A l’heure où même l’information contenue dans le génome se monnaie, entretenir quelques scientifiques à élaborer théories et résultats expérimentaux pour les publier et les rendre gratuitement accessibles à tous, pourrait bien être désigné comme un anachronisme. De fait, si personne ne conteste que, dans le cadre d’une mission définie, il faille viser à l’excellence, au meilleur rendement et à l’innovation (ce qui suppose des budgets de fonctionnement et d’investissement adaptés, ainsi qu’une bonne gestion des personnes et des projets), désigner la contribution économique à court terme comme seul objet de la recherche scientifique ne peut être vécu que comme une expression supplémentaire de l’incapacité de nos sociétés à développer et à soutenir autre chose qu’un bilan comptable.

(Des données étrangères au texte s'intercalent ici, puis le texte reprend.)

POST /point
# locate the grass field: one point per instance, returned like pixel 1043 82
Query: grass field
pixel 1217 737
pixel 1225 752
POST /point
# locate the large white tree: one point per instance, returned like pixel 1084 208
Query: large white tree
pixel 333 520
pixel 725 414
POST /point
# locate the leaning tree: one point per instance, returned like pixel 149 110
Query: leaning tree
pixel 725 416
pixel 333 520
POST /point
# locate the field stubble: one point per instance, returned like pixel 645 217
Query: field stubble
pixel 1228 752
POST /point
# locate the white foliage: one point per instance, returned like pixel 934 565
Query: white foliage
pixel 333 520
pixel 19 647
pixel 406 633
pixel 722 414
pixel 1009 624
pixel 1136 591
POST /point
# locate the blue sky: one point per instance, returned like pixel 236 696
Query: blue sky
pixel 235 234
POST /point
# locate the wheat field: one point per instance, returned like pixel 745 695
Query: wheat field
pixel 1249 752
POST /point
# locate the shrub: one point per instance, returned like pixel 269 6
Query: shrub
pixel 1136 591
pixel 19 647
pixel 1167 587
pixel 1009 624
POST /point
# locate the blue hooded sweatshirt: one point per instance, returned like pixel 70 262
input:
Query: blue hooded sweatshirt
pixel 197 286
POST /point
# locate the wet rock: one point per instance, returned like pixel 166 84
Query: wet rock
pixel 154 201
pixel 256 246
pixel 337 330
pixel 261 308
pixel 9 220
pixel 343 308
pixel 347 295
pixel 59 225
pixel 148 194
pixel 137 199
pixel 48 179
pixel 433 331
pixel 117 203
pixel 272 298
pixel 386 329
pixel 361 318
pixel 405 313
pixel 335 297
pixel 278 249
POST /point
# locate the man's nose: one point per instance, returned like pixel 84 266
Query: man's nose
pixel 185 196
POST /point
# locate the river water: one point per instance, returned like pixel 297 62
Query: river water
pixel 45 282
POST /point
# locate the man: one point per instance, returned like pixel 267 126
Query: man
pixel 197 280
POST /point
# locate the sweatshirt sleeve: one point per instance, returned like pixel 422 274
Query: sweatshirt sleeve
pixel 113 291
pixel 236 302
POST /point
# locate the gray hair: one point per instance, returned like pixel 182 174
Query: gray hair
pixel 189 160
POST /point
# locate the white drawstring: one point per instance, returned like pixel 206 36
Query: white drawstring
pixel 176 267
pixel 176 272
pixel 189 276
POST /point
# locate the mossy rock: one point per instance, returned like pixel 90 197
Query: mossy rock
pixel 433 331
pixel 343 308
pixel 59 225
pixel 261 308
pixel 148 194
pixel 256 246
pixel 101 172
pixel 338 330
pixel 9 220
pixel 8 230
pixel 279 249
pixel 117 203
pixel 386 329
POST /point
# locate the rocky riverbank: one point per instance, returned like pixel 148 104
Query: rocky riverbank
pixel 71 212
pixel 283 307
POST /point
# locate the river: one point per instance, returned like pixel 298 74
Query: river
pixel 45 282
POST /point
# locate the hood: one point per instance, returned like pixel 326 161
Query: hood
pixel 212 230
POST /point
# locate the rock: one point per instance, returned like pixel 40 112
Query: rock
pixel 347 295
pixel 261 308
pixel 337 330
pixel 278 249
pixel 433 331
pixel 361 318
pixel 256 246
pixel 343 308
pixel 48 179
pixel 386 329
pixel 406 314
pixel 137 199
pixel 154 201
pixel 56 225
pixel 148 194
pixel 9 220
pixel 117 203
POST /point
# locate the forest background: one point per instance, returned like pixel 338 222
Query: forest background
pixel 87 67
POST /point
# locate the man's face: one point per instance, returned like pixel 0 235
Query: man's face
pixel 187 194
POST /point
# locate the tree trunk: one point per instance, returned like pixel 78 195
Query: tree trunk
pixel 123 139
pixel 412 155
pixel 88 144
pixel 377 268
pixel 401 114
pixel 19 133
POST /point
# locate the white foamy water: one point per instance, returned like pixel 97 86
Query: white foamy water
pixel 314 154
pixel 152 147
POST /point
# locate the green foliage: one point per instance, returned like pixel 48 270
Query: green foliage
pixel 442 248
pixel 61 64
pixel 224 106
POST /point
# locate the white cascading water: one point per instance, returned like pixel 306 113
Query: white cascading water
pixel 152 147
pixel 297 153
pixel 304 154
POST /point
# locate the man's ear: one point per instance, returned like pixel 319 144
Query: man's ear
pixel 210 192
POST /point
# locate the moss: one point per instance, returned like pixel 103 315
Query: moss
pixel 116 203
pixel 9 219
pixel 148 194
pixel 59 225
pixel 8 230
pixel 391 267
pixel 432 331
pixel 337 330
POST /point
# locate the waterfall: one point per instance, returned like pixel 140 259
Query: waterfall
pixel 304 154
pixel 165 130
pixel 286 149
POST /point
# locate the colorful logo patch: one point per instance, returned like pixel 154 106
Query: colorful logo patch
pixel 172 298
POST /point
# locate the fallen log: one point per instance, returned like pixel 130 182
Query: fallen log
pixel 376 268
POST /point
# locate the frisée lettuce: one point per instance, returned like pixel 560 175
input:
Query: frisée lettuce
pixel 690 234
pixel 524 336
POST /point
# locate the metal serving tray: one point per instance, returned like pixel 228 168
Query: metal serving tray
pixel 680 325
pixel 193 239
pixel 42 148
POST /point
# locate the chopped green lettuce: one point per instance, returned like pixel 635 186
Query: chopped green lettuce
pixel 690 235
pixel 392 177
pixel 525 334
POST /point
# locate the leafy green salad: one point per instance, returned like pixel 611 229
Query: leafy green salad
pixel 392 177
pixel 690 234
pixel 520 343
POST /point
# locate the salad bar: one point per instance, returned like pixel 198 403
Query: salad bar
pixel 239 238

Il n’est pas de bon ton pour un scientifique d’avouer son impuissance à résoudre un problème. Il est sans doute plus grave pour lui encore de désigner de mauvaises réponses. Pour cette raison, osons dire que notre société - que se plaisent à invoquer nos Ministres - n’est nullement en panne d’innovations ou de ressources technologiques, mais bien d’un nouveau contrat social. Désigner ici ou là - même si, de toute évidence, des évolutions sont souhaitables - tel ou tel bouc émissaire comme la source des maux dont souffrent nos sociétés, ne serait qu’une pauvre économie de raisonnement. L’exemple actuel d’une nation maîtrisant les ressources technologiques les plus avancées de la planète, tout en développant les plus pauvres réponses politiques aux problèmes du monde, devrait nous inspirer.